L'homme d'affaires, identifié comme Babuji Ya'ari, qui a également fait partie d'une association de jeunes ayant collaboré avec les militaires et communément désignée par le nom de Force supplétive civile d'intervention (Civilian JTF), aurait masqué par cette activité son soutien à Boko Haram. Selon les militaires, l'homme d'affaires avait espionné pour le compte des islamistes et commandité le meurtre de l'Émir de Gwoza, dans l'État de Borno il y a un mois.
À côté de l'homme d'affaires, des femmes
Il aurait coordonné plusieurs attaques mortelles à Maiduguri depuis 2011, dont des attaques des bureaux de douane et sites militaires dans la ville qui constitue le berceau de la secte. Son arrestation a facilité celle des autres membres de la "cellule" qui sont des femmes.

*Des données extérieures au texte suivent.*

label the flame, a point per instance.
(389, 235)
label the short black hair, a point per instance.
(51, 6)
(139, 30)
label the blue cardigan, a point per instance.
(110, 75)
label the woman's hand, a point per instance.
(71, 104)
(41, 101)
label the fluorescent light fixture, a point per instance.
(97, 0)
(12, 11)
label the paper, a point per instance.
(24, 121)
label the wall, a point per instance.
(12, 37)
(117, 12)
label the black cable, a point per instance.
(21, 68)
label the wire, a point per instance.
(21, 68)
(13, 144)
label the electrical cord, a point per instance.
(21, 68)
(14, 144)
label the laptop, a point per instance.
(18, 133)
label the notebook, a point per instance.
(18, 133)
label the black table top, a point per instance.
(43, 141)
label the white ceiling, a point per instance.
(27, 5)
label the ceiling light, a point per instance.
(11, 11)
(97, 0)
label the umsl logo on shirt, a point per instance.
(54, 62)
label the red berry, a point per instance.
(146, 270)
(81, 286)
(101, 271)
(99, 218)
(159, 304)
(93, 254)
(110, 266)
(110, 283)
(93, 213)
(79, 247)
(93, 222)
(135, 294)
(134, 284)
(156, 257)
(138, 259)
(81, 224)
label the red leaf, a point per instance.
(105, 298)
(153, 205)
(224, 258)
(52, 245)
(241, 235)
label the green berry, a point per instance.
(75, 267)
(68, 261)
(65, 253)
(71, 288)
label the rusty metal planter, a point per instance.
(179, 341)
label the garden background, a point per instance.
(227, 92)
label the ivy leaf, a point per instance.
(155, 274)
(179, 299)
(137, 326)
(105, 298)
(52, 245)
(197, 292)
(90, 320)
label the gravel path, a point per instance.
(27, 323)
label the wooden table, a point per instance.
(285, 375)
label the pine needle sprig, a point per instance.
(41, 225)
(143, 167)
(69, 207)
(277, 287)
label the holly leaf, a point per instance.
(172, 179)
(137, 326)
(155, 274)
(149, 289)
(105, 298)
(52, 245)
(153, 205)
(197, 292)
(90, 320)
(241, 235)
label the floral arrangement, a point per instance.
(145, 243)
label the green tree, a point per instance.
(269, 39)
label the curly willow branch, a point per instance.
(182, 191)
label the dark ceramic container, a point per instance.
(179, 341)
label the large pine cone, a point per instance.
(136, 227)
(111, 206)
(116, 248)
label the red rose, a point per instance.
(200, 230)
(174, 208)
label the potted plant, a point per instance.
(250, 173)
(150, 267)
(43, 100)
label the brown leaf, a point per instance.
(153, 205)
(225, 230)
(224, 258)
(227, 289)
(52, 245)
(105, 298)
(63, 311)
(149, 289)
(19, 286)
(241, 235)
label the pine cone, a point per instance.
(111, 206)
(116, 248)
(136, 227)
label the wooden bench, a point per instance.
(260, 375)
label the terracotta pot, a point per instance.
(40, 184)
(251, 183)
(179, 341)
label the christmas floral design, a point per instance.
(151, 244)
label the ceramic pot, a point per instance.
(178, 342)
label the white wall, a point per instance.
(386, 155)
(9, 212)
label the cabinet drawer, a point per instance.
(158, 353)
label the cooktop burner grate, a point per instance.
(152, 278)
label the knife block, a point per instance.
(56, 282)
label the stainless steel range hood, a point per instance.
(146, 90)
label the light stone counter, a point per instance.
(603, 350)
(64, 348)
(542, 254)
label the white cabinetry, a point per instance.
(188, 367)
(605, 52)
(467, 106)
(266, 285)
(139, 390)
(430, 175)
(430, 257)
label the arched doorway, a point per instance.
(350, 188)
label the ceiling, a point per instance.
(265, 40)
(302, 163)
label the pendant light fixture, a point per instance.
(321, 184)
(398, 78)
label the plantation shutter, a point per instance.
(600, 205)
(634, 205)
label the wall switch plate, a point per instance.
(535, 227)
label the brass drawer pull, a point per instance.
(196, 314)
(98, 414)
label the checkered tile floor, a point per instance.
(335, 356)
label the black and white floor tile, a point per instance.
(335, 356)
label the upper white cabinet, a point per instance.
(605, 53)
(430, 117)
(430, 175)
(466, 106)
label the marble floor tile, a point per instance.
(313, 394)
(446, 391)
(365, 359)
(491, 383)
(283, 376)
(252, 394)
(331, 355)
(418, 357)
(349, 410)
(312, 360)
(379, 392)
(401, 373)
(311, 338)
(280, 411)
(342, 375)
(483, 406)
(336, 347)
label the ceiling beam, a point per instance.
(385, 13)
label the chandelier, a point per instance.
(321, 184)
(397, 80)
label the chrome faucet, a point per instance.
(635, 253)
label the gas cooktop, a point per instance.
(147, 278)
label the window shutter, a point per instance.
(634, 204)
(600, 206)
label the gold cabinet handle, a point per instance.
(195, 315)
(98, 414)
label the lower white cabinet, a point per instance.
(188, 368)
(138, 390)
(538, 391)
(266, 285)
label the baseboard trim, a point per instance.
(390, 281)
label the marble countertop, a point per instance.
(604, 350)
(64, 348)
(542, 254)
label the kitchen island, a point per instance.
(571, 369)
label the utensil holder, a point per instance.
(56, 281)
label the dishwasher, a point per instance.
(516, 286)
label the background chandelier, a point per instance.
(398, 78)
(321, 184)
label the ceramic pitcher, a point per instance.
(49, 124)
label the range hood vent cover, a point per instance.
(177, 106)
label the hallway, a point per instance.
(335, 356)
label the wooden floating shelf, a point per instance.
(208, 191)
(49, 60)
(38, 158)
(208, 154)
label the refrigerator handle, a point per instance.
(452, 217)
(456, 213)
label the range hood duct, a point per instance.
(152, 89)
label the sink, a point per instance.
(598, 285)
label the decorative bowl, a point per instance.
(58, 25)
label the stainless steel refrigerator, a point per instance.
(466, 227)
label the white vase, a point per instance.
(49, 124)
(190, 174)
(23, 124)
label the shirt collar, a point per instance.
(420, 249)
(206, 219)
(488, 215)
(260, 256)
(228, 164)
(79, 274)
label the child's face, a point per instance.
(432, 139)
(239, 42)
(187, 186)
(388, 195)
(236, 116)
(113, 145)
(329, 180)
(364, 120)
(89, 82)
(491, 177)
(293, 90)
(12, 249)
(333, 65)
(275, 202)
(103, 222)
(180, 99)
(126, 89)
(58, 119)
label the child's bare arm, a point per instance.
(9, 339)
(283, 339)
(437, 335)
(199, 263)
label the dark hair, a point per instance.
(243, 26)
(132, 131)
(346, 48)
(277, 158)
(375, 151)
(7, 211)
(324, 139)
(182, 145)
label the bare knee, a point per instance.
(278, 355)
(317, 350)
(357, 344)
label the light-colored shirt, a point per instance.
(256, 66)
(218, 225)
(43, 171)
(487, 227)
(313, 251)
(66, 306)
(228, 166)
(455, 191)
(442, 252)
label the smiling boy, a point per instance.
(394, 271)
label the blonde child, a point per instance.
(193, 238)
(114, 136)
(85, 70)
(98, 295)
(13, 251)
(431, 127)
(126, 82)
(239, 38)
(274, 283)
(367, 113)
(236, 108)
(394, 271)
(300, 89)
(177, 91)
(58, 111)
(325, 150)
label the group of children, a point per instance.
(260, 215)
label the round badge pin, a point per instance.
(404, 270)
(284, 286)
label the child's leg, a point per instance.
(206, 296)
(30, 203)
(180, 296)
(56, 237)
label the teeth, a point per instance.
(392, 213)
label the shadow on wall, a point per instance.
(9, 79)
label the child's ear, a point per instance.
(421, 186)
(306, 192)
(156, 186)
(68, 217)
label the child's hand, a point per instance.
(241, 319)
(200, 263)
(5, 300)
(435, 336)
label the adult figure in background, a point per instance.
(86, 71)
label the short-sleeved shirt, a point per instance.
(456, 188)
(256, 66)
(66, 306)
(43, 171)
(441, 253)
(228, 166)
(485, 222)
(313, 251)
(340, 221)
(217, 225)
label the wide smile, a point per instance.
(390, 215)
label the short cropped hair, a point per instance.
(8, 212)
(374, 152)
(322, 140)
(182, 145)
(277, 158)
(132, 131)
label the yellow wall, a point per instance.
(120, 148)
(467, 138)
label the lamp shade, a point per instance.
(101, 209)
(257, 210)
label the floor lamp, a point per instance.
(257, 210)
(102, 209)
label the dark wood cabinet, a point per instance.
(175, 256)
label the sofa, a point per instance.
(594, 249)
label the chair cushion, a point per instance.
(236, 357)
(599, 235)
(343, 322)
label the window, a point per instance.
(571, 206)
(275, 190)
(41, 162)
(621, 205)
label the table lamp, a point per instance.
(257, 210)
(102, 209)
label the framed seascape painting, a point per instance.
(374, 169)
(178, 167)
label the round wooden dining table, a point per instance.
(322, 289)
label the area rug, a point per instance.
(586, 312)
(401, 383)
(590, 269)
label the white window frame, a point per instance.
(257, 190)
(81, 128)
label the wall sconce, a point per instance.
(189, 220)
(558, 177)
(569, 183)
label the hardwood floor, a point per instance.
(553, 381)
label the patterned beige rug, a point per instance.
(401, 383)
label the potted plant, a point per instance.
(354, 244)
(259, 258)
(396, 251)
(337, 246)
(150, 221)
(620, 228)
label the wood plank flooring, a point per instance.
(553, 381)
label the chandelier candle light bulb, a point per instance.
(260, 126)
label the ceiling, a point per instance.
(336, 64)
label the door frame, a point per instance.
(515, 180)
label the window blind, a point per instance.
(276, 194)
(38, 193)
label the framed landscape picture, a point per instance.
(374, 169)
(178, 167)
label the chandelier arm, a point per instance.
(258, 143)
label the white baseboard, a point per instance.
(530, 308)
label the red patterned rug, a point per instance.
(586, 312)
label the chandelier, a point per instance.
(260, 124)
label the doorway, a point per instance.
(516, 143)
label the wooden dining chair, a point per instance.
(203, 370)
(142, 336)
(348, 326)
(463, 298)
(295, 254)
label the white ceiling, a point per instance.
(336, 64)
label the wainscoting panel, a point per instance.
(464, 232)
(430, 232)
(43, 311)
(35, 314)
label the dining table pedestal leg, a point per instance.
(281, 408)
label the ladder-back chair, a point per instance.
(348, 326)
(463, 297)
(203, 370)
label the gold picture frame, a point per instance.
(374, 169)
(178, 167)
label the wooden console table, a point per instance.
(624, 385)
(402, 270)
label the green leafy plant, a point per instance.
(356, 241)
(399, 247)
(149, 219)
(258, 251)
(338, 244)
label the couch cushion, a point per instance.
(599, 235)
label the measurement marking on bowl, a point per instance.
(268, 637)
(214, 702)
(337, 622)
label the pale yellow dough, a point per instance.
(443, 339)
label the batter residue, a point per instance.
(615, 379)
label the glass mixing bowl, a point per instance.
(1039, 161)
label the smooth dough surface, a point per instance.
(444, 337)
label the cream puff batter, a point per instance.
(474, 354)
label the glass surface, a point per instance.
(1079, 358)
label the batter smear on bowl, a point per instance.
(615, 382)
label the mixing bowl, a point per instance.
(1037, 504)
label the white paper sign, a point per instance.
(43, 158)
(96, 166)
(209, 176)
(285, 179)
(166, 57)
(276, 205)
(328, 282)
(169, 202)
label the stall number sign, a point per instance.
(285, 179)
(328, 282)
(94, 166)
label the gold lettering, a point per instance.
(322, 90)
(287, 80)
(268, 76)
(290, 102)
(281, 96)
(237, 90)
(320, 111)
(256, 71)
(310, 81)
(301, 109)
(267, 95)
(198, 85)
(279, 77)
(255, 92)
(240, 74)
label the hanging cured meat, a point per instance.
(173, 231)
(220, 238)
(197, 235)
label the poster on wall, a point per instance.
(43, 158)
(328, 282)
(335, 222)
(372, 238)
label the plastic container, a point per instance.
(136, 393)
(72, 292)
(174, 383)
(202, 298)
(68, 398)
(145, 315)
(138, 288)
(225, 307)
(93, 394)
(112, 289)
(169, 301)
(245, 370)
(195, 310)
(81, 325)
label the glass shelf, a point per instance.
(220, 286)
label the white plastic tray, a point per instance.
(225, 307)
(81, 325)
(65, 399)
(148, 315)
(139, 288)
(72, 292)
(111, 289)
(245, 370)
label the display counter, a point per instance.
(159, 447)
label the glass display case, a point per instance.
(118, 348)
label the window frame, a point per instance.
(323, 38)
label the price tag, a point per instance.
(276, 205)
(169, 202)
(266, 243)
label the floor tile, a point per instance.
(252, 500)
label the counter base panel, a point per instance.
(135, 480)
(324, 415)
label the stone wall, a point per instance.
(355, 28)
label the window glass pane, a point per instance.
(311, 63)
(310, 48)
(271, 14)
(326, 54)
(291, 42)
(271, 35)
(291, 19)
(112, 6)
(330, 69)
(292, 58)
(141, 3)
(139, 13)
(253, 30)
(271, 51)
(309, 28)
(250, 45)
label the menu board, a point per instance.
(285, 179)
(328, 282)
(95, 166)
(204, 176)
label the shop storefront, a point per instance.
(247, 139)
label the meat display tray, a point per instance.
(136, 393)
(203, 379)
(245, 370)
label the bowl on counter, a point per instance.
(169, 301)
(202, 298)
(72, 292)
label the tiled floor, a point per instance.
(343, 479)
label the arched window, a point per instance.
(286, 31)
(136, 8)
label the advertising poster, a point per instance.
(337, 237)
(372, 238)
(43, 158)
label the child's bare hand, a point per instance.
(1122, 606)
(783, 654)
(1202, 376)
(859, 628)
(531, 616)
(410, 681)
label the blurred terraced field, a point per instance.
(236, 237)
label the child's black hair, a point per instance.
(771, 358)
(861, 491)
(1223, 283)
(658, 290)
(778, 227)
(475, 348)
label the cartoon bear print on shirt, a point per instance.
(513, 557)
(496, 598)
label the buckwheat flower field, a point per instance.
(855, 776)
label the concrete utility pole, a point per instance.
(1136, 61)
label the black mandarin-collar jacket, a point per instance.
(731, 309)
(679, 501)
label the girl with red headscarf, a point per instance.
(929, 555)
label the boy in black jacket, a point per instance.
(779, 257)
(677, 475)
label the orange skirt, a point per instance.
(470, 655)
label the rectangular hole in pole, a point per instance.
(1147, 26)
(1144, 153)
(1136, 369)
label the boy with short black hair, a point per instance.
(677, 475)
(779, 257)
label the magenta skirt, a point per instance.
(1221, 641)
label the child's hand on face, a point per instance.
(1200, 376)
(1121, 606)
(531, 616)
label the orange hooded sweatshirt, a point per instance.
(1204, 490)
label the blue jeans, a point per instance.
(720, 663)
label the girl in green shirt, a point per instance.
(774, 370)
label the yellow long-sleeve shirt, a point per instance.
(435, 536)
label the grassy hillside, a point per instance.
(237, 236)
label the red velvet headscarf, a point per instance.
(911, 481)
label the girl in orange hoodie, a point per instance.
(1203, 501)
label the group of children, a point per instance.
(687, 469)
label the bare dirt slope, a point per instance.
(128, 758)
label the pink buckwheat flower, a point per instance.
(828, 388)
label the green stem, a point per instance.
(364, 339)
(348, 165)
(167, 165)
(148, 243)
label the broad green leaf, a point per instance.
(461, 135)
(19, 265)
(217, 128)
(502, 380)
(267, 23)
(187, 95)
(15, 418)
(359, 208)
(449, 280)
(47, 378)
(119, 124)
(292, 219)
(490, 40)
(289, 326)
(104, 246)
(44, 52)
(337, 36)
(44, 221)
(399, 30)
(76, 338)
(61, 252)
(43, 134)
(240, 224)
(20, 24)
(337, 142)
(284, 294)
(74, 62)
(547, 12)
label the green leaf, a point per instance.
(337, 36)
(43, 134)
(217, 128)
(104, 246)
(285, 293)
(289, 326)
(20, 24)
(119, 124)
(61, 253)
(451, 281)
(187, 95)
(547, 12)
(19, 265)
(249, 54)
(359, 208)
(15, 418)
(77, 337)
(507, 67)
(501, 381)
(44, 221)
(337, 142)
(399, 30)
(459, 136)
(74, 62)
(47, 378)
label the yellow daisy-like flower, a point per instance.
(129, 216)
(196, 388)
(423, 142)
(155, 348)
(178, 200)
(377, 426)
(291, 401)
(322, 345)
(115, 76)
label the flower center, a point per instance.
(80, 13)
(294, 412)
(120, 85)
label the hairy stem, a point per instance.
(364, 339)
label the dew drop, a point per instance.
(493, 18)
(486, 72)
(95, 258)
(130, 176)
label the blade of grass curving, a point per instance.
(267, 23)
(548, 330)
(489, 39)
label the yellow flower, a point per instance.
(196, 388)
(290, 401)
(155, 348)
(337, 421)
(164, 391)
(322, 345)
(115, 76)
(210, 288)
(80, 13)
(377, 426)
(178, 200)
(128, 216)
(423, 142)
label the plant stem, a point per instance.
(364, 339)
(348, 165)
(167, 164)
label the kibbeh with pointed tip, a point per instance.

L'une d'elles coordonnait le financement des autres espions tandis qu'une autre remplissait les fonctions d'armurier et d'espion pour le compte de Boko Haram.
Boko Haram intensifie ses actions
Les islamistes de Boko Haram sont accusés d'avoir tué des milliers de personnes depuis 2009, mais c'est au cours de la première moitié de cette année que leur action a été la plus sanglante avec plus de 2 000 personnes tuées. Une attaque d'églises attribuée à Boko Haram dimanche dernier près de Chibok a fait, de source officielle, 54 morts. Des bombes ont été lancées sur des églises, des bâtiments ont été incendiés et des fidèles ont été mitraillés, ont affirmé des témoins.